Bundesfinanzminister Peer Steinbrück (SPD) kann allerdings kaum mit einem deutlichen Plus rechnen. Denn der Großteil der für dieses Jahr in Aussicht gestellten Steuermehreinnahmen ist bereits in seinen Haushaltsplanungen berücksichtigt. Dadurch verbleiben für den Bund gegenüber der bisherigen Etatplanung nur echte Mehreinnahmen von 700 Millionen Euro. Auch im nächsten Jahr bleibt das Plus eher gering.
Auch vor diesem Hintergrund hatte Steinbrück vor neuen Begehrlichkeiten gewarnt und mehrfach Forderungen zurückgewiesen, die für 2007 geplante Anhebung der Mehrwertsteuer von 16 auf 19 Prozent auszusetzen oder zu verringern. Die Milliardeneinnahmen seien zur Sanierung der maroden Staatsfinanzen dringend nötig.
Steffen Kampeter (Minden), haushaltspolitischer Sprecher der Unionsfraktion, sagte, das Steuerplus könne die Haushaltsrisiken etwa am Arbeitsmarkt sowie bei den Sozialkassen nicht beseitigen. »Wir müssen über weiteres Sparen nachdenken.«
Auch die Länderfinanzminister haben die Einnahmen für ihre Haushalte bereits verbucht, aus Sicht der Kommunen kann keine Entwarnung gegeben werden. Der Schuldenberg der öffentlichen Haushalte ist auf mehr als 1,5 Billionen Euro geklettert. Ein Teil der Mehreinnahmen soll zudem zur Senkung der Lohnnebenkosten genutzt werden.

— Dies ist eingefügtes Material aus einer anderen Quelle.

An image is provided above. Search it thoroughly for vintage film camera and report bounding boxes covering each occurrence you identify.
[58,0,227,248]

In diesem Jahr rechnen die Steuerschätzer mit Gesamteinnahmen des Staates von 465,5 Milliarden Euro gegenüber der Novemberschätzung von 457,4 Milliarden Euro. Von dem Plus profitiert der Bund mit 3,1 Milliarden Euro. Davon sind aber 2,4 Milliarden bereits im Budget für 2006 verbucht. Steinbrück hatte bereits im Januar mit einer internen Schätzung die Prognosen nach oben korrigiert und diese für seine Etat- und mittelfristige Finanzplanung zu Grunde gelegt.
Mit der Mai-Schätzung ermitteln die Experten von Bund, Ländern, Gemeinden, Wirtschaftsforschungsinstituten, Wirtschaftsweisen, Bundesbank und Statistikamt die erwarteten Einnahmen für einen Fünf-Jahres-Zeitraum. Für die Länderhaushalte sagen sie 2006 ein Plus von 3,4 Milliarden voraus und für die Kommunen von 2,2 Milliarden Euro. Abführungen an die EU-Kassen fallen um 700 Millionen geringer aus.
Für 2007 könnten die Mehreinnahmen für den Staat auf Grund der Mehrwertsteuererhöhung um 22,3 Milliarden Euro über den im Mai 2005 geschätzten 471,7 Milliarden Euro liegen. Davon entfallen 13,3 Milliarden auf den Bund, 7,2 Milliarden auf die Länder sowie 1,9 Milliarden auf die Gemeinden. 2008 wird ein Plus von 19,6 Milliarden erwartet, wobei erneut das Gros an den Bund fließt. Davon wird aber ein Teil zur Senkung der Lohnnebenkosten genutzt. Für 2009 werden die Zusatzeinnahmen auf insgesamt 20,2 Milliarden Euro geschätzt.
Der Deutsche Städte- und Gemeindebund sprach gestern von einem »erfreulichen Signal«. Es könne aber noch keine Entwarnung für die Kommunen gegeben werden. Trotz steigender Steuereinnahmen erwarteten die Kommunen 2006 ein Defizit von 4,5 Milliarden Euro.